I usually run 5 threads per C job and have many C jobs running at the same time on different nodes in a compute cluster (using the snakemake). That issue also mentions different BLAST versions being slower than others. BLAST Versions 2.10.1, 2.12.0, and 2.14.1 all had good performance. I've recently been running with version 2.15.0 which also seems ok

The code between Loading splice junction info and the next print is reading the input files: https://github.com/Xinglab/espresso/blob/v1.4.0/src/ESPRESSO_C.pl#L168

If the code is actually spending 16h loading those files then it seems like there is a filesystem issue. It could be that the code is past that part and the prints are just being buffered. You could check to see if anything is being written to the output directory for that job

The snakemake needs to be run from the snakemake directory of the source code in order to find the Snakefile, snakemake_config.yaml, and also the scripts/ directory. Are you getting a specific error message?

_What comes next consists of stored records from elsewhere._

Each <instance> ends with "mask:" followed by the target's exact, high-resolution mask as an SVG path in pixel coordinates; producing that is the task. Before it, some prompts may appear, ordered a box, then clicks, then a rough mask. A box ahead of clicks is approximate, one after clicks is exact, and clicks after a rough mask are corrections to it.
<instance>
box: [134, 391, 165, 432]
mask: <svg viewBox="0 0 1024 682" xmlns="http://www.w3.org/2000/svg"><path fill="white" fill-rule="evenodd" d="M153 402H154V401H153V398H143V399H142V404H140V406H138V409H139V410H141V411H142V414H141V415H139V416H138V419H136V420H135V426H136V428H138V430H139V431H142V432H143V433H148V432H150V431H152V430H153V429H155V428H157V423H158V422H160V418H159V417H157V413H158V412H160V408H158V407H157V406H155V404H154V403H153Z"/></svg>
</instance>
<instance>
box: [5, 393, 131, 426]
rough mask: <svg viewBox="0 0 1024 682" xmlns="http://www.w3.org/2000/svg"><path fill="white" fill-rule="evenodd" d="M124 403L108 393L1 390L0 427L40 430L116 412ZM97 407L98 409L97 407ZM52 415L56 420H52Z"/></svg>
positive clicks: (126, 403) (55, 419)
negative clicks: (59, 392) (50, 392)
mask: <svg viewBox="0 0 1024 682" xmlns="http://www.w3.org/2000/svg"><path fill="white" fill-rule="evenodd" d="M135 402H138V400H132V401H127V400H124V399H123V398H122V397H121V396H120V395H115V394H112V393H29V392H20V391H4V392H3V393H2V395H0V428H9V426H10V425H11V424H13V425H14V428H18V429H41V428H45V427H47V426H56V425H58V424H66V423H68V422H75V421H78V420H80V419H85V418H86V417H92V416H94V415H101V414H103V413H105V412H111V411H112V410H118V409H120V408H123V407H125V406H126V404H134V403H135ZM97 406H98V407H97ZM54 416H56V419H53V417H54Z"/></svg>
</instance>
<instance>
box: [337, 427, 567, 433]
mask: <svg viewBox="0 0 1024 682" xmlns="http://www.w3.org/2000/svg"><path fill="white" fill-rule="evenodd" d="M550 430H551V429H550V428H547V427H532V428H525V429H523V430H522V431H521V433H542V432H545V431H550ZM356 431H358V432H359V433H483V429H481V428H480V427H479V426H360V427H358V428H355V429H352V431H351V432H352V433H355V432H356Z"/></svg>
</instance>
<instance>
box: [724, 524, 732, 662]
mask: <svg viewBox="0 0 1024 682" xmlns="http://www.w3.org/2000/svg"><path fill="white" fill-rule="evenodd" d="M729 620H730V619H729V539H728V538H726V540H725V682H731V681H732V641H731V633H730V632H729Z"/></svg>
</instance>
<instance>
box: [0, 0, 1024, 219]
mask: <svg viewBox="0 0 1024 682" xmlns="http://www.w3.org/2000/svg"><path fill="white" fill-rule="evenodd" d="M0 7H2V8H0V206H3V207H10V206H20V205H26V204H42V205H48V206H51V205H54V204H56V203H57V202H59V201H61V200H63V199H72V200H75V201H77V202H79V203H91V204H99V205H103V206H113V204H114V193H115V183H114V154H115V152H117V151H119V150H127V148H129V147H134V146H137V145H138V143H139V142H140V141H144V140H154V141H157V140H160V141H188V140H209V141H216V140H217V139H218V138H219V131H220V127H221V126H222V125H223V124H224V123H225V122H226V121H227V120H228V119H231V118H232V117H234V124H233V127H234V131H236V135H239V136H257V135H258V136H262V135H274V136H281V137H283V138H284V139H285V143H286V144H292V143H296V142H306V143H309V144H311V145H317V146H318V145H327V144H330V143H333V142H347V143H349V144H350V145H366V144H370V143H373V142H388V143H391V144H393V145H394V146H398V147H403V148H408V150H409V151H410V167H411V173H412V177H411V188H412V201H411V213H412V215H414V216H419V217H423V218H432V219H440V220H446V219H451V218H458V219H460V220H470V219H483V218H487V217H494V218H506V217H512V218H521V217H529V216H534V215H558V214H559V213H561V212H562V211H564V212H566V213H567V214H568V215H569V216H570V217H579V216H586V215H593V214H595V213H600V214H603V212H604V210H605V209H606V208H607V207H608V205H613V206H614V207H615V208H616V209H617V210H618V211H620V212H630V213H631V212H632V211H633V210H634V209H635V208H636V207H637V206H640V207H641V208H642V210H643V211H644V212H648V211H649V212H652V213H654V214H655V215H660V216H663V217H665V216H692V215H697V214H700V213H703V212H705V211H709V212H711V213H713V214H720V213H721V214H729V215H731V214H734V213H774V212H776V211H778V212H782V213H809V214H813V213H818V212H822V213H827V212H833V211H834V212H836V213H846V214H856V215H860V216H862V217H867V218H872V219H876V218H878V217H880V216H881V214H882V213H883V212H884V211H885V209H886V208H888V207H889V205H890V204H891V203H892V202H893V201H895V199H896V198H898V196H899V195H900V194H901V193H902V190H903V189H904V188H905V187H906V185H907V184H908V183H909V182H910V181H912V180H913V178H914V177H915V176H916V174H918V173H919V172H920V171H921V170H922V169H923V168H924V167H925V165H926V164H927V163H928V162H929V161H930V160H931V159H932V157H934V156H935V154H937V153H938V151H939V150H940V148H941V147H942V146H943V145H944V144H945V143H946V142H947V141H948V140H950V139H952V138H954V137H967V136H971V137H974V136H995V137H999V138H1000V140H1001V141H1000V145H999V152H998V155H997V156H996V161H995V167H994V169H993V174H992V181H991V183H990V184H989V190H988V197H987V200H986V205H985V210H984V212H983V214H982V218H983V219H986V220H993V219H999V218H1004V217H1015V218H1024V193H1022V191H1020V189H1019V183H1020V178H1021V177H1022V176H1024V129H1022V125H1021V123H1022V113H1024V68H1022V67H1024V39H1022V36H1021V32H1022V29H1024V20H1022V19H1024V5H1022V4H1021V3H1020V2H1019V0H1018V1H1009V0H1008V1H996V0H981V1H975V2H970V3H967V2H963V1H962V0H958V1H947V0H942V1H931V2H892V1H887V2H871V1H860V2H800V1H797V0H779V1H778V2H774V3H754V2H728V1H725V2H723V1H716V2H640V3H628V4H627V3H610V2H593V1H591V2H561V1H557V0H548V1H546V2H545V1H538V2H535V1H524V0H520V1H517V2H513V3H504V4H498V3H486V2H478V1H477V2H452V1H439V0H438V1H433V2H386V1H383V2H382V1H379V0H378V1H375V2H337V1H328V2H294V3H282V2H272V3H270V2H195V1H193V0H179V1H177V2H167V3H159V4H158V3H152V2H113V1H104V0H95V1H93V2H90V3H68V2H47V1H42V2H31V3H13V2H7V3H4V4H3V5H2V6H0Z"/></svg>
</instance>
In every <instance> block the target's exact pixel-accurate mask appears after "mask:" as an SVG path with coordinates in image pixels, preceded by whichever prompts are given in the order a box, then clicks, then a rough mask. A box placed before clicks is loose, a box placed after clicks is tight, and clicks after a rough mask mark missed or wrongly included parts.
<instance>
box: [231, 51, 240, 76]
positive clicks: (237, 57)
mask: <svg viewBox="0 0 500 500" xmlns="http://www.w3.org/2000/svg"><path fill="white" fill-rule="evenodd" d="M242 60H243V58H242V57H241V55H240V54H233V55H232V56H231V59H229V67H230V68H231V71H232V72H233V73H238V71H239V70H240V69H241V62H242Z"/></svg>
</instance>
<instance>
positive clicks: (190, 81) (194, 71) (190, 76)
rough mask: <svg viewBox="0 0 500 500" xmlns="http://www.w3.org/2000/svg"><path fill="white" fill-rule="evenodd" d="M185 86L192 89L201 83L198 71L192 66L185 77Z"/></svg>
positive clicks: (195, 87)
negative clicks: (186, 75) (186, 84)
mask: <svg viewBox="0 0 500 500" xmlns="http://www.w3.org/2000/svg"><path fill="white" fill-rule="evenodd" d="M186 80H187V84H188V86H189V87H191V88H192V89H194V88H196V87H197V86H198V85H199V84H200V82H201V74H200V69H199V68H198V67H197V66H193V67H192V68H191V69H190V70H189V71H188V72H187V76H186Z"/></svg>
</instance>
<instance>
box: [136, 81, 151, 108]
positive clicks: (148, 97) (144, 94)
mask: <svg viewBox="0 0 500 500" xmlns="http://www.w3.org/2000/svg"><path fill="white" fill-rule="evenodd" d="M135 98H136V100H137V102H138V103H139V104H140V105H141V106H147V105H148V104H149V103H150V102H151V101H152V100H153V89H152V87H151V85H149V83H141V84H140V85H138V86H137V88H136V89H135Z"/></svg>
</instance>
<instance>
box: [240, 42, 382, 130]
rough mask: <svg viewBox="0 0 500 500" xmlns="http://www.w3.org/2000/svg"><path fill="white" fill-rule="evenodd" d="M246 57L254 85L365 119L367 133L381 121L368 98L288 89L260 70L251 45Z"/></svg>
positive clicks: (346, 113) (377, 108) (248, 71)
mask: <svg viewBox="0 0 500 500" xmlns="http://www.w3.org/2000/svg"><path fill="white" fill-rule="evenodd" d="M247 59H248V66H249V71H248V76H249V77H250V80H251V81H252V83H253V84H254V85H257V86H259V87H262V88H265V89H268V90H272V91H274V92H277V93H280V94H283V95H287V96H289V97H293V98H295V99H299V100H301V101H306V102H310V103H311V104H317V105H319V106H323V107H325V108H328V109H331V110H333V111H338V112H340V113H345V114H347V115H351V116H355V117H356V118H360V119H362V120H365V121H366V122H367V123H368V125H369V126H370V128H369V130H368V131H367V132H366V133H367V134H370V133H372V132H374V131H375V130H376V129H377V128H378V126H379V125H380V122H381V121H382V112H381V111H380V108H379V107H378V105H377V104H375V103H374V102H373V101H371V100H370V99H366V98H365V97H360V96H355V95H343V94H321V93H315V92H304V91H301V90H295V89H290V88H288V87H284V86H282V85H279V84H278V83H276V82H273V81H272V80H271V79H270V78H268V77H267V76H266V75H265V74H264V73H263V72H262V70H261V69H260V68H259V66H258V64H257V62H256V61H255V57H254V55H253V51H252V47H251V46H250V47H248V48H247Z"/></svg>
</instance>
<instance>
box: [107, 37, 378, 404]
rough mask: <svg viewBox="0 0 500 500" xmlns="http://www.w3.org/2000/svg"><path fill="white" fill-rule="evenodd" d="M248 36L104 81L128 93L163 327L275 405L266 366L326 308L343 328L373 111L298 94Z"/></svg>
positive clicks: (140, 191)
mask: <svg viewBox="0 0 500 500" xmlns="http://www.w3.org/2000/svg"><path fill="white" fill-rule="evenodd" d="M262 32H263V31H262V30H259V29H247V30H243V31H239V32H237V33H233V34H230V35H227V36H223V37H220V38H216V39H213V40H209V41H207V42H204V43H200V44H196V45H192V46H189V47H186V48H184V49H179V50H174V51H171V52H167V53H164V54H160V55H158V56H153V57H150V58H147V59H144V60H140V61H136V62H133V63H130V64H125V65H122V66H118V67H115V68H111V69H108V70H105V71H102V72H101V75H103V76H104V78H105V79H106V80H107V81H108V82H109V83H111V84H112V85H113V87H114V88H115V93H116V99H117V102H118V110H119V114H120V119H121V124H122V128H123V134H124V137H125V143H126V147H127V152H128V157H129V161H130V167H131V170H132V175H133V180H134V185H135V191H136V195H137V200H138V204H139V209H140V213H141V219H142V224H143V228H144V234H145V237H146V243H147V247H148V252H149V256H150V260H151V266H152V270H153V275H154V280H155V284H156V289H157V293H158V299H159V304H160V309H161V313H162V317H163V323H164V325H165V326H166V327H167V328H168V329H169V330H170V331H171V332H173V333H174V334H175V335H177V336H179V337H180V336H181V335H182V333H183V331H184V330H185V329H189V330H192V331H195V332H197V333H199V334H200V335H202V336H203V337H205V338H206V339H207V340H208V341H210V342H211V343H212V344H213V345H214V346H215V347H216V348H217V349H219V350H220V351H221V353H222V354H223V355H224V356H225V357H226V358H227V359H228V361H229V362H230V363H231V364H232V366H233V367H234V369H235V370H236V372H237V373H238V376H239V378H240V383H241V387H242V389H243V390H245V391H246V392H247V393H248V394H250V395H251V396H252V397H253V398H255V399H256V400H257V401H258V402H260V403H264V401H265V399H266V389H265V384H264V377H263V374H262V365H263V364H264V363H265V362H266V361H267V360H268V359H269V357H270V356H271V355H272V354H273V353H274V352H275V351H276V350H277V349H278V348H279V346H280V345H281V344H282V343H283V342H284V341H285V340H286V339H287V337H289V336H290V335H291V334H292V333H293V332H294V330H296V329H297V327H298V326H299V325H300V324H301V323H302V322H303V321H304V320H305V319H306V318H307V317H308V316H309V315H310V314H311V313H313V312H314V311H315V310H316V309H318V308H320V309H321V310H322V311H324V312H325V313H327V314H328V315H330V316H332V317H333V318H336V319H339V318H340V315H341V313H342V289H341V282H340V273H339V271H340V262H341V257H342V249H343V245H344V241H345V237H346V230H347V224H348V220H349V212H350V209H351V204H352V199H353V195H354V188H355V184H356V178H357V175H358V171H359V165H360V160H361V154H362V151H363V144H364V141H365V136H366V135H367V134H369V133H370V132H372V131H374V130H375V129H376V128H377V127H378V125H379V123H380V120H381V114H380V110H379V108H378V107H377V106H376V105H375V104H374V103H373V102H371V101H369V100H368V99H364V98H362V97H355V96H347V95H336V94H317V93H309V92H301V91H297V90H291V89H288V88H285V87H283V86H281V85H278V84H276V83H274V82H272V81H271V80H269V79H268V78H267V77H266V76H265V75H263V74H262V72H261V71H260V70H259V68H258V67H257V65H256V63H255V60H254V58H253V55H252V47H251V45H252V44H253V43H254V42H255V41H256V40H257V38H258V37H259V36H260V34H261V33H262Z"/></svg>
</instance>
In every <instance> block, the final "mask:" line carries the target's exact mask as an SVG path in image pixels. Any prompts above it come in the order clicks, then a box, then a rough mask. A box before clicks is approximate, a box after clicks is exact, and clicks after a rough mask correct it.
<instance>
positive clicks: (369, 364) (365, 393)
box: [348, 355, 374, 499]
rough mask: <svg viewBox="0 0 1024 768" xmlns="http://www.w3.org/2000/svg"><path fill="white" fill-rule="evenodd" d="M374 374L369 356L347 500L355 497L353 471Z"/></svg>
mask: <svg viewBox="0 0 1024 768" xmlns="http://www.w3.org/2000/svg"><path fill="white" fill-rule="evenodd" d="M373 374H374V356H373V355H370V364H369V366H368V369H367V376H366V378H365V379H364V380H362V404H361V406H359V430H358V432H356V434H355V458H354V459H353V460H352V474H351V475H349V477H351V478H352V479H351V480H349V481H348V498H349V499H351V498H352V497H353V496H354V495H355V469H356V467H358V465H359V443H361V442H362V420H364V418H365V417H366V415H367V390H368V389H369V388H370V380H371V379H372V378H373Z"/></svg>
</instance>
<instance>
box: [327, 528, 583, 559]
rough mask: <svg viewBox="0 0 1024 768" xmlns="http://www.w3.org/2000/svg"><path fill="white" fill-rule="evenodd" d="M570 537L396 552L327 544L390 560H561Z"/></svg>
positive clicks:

The C step can use 1 thread per read group. The S step separates the alignments into groups of alignments that have overlapping coordinates to define the read groups. After running the S step there should be one C directory created per input file. Each default C directory would work on all the read groups for that input file. If using the snakemake then https://github.com/Xinglab/espresso/blob/v1.4.0/snakemake/scripts/split_espresso_s_output_for_c.py is used to create C directories according to read groups. Since the threads work on read groups that can be more efficient. The split also uses --target-reads-per-c which will limit the number of reads assigned to a C job even if a particular read group has a large number of reads

With the default split, if there is a read group that has a very large number of reads then the thread assigned to that group ends up doing almost all the work. My guess is that the C job that is taking a long time has some large read group. The thread for that group essentially determines the total time and adding more threads wouldn't help

You could run the split and combine scripts manually instead of using the snakemake:

python snakemake/scripts/split_espresso_s_output_for_c.py --orig-work-dir out_dir_s --new-base-dir out_dir_c --target-reads-per-c 500000 --num-threads-per-c 5 --genome-fasta /path/to/genome.fasta

perl src/ESPRESSO_C.pl -I out_dir_c/0 -F out_dir_c/fastas/0.fa -X 0 -T 5
perl src/ESPRESSO_C.pl -I out_dir_c/1 -F out_dir_c/fastas/1.fa -X 0 -T 5
...
perl src/ESPRESSO_C.pl -I out_dir_c/n -F out_dir_c/fastas/n.fa -X 0 -T 5

python snakemake/scripts/combine_espresso_c_output_for_q.py --c-base-work-dir out_dir_c --new-base-dir out_dir_q

perl src/ESPRESSO_Q.pl -A /path/to/anno.gtf -L out_dir_q/samples.tsv.updated

I'm working on a new version of ESPRESSO that addresses some of these issues and hopefully that version will be released soon

pclavell commented 2 days ago

I'll try to implement your solution and let you know. Thanks a lot for the quick answer.